Hox genes are highly conserved selector genes controlling tissue identity and organogenesis. Recent work indicates that Hox genes also controls cell segregation and segmental boundary in various species, however the underlying cellular mechanisms involved in this function are poorly understood. In Drosophila melanogaster, the Hox gene Deformed (Dfd) is required for specification and organogenesis of the adult Maxillary (Mx) palp.
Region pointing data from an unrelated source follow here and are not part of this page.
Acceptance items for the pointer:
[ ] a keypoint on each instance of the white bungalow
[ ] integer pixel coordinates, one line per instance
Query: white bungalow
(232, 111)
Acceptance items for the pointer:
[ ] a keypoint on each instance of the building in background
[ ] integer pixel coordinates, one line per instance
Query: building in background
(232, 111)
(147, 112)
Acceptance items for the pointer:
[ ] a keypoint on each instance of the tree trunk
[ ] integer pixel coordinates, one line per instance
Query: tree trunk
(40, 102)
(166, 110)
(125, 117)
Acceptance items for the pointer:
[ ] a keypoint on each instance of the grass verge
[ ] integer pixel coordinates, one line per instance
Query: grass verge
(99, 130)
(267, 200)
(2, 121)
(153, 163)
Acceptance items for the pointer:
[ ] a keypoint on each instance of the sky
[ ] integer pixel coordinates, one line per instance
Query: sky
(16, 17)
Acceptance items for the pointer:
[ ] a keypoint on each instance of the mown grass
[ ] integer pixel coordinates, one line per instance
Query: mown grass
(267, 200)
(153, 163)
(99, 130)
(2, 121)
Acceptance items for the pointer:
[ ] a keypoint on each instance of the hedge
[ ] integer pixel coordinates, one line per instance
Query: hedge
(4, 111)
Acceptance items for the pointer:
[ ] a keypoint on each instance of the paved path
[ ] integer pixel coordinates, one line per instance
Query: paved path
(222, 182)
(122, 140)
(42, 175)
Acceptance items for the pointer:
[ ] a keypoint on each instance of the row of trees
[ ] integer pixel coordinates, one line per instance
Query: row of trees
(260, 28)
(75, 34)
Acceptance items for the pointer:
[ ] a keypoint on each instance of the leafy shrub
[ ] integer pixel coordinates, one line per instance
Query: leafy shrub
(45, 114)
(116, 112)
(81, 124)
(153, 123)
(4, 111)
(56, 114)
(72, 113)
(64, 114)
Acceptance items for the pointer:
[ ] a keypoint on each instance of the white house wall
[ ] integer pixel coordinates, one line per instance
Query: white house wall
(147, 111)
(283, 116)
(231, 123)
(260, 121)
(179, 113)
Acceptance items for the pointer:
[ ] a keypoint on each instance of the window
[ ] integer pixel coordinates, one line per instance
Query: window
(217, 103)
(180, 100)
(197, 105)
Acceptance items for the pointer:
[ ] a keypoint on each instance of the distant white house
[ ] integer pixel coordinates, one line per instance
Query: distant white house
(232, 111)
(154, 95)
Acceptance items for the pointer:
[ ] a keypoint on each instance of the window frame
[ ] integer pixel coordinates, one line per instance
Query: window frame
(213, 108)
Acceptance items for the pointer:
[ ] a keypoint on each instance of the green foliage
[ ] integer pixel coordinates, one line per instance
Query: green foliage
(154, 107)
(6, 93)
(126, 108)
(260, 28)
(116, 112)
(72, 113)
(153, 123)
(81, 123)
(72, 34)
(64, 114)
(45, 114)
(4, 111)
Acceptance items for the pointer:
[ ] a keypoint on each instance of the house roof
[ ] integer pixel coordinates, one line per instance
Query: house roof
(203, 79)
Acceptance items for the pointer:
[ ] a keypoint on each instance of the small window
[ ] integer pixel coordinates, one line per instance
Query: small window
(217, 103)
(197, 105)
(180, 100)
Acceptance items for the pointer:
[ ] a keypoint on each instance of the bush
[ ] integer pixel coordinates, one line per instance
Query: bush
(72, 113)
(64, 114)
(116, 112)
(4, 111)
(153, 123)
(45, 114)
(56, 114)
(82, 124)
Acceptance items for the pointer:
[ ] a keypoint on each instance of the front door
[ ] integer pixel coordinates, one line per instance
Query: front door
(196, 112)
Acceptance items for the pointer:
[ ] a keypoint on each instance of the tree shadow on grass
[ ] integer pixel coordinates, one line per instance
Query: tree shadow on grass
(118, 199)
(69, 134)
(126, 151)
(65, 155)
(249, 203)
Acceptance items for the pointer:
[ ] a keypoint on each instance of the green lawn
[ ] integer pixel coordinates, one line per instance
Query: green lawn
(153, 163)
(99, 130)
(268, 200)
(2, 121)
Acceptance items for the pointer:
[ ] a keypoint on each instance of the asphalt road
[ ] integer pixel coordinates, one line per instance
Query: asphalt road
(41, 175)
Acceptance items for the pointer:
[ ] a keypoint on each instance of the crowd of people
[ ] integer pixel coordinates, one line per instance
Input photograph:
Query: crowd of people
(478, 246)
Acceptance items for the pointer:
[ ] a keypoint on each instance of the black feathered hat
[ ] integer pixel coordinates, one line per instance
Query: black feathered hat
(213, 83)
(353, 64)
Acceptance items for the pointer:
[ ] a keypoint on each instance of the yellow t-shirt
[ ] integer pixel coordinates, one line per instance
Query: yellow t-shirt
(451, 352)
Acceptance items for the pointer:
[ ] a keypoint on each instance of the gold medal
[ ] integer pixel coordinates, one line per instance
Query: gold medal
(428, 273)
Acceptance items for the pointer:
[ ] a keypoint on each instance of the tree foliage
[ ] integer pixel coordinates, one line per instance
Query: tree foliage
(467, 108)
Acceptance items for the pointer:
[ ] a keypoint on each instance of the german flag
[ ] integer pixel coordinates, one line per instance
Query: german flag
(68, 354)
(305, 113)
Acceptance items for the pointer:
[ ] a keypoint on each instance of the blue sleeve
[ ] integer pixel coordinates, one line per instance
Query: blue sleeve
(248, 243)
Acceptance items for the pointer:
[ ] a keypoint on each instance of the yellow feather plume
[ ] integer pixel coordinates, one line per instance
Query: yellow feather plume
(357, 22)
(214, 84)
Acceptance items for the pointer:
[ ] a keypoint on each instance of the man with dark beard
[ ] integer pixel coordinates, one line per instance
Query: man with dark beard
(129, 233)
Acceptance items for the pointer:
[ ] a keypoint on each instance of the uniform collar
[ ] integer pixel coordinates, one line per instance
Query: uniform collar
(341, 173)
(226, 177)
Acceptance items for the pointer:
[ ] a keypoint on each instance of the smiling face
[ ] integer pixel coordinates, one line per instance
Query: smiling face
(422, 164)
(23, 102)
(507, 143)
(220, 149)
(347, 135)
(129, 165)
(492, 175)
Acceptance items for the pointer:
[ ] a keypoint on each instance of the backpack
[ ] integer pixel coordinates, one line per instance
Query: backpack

Here, we demonstrate that differential Dfd expression control Mx morphogenesis through the formation of a physical boundary separating the Mx field and the Peripodial Epithelium (PE). We show that this boundary relies on DE-cadherin (DE-cad) basal accumulation in Mx cells controlled by differential Dfd expression. Indeed, Dfd controls boundary formation through cell autonomous basal redistribution of DE-cad which leads to subsequent fold at the Dfd expression border. Finally, the loss of Mx DE-cad basal accumulation and hence of Mx-PE folding is sufficient to prevent Mx organogenesis thus revealing the crucial role of boundaries in organ differentiation. Altogether, these results reveal that Hox coordination of tissue morphogenesis relies on boundary fold formation through the modulation of DE-cad positioning.